Better users // less content // Badass by Kathy Sierra
📕BADASS: Making Users Awesome by Kathy Sierra 📘Retention Point by Robert Skrob
Have you ever felt that a book was written just for you, for this precise moment in your journey, magically anticipating every question you might have?
This week, Kathy Sierra’s 📕BADASS made me feel that way.
Don’t make a better camera, make a better photographer. — Kathy Sierra
If somebody buys your camera and doesn’t end up taking pictures they’re proud of, they won’t recommend the camera.
Your recommendation loop is less about the product’s features, and more about your user’s ability to get results with them.
I self-workshopped the hell out of this book — every page has notes and ideas.

Also, users who are more “badass” (i.e., users who get it, can do it, and are improving) are able to discern subtle differences in the tools and task, making them open to power features, upgrades, and add-ons.
Badass users are:
- more valuable on their own
- and are a recommendation engines for others.
Making folks badass doesn’t mean adding more features. It means supporting them through their journey via education, inspiration, communication, and habit change. (Sound familiar?)

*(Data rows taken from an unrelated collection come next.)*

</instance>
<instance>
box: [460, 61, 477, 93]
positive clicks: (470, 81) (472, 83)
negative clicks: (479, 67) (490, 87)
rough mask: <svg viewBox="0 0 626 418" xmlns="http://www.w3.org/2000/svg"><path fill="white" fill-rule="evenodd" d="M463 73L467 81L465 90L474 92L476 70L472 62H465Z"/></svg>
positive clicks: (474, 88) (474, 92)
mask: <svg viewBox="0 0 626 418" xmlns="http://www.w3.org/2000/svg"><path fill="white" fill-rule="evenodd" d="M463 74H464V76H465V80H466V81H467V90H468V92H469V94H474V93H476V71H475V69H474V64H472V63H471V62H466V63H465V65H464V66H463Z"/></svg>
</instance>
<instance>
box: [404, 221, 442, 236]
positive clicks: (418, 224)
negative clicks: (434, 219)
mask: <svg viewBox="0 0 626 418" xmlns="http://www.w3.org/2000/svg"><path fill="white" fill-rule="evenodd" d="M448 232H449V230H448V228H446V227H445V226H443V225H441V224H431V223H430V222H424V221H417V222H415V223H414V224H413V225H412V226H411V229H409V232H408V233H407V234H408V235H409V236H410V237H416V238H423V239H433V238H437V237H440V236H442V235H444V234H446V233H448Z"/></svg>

📕BADASS feels like a more complete and canonical attempt at the same set of ideas that Robert Skrob was getting at in 📘Retention Point (which I also loved, but I’d only recommend it to community builders rather than to everyone).
I was glad for the overlap, since having both perspectives helped several important ideas to click, like why offering too much educational content can backfire:
For some reason Membership Marketers turn into teachers as soon as a customer buys their product.
Suddenly they deliver curriculums, steps to do, places to visit and, worse, books to read. They outline the 27 steps to accomplish the outcome that was promised in the promo.
This is just as bad as giving your members too little guidance. *It all boils down to the difference between a teacher and a leader.* — Robert Skrob, Retention Point
I read that and believed it, but I didn’t fully understand it.
Isn’t more of a good thing a good thing?
Kathy clicked it for me:
The best way to deal with the brain’s spam filter is to reduce the amount of things that need to get past it.
Making content easier for their brain to pay attention to is good. Making less content is much better.
Does that knowledge really need to be in the manual? Do they really need to read the knowledge base [or] whole book? Or participate in that webinar?
Brains prefer Just-in-Time learning over Just-in-Case learning. Just-in-Time means learning something only when/because you actually need to use it. But Just-in-Case is the predominant model for most forms of education (and most user manuals). To the brain, Just-in-Case can seem useless. — Kathy Sierra, BADASS (lightly edited for lengthy)
📕BADASS is an absolute must-read for anyone who builds stuff.
(Plus, the book is delightfully weird, and I found myself laughing out loud on several occasions while imagining the publisher’s reactions to Kathy’s insistence that it remain this way.)
Comments (9)
Heard a lot abt the book 📕 but never bothered to look it up. Watched two YouTube videos done by Sierra and I’m impressed by the content
Now getting the book from a local library
You won't regret it ;)
on my way to collect the book 📕🙌
> You won't regret it ;)
you're right. I have decided to go buy the actual book
'Badass' users sounds like what the Category Pirates call 'superusers', it's well worth checking out their material too. I find it really helps to have the same things said in different ways.
Love this:
"Brains prefer Just-in-Time learning over Just-in-Case learning. Just-in-Time means learning something only when/because you actually need to use it. But Just-in-Case is the predominant model for most forms of education (and most user manuals). To the brain, Just-in-Case can seem useless.
— Kathy Sierra, BADASS (lightly edited for lengthy) "
I'm reading "the design of everyday things" at the moment, and the difference between 'knowledge in the head' and 'knowledge in the world' seems relevant here.
If there is enough 'knowledge in the world' (or 'in the product'), people can stick to 'Just-in-time' learning AND have room for interpretation.
Beautiful comparison -- 100%. E.g., if you need to spend a ton of time explaining how the community's spaces are set up, then you're wasting precious onboarding time/attention/goodwill. Much better to make the organization self-evident (or the discovery unnecessary) in some way.
sorry, not superusers, superconsumers.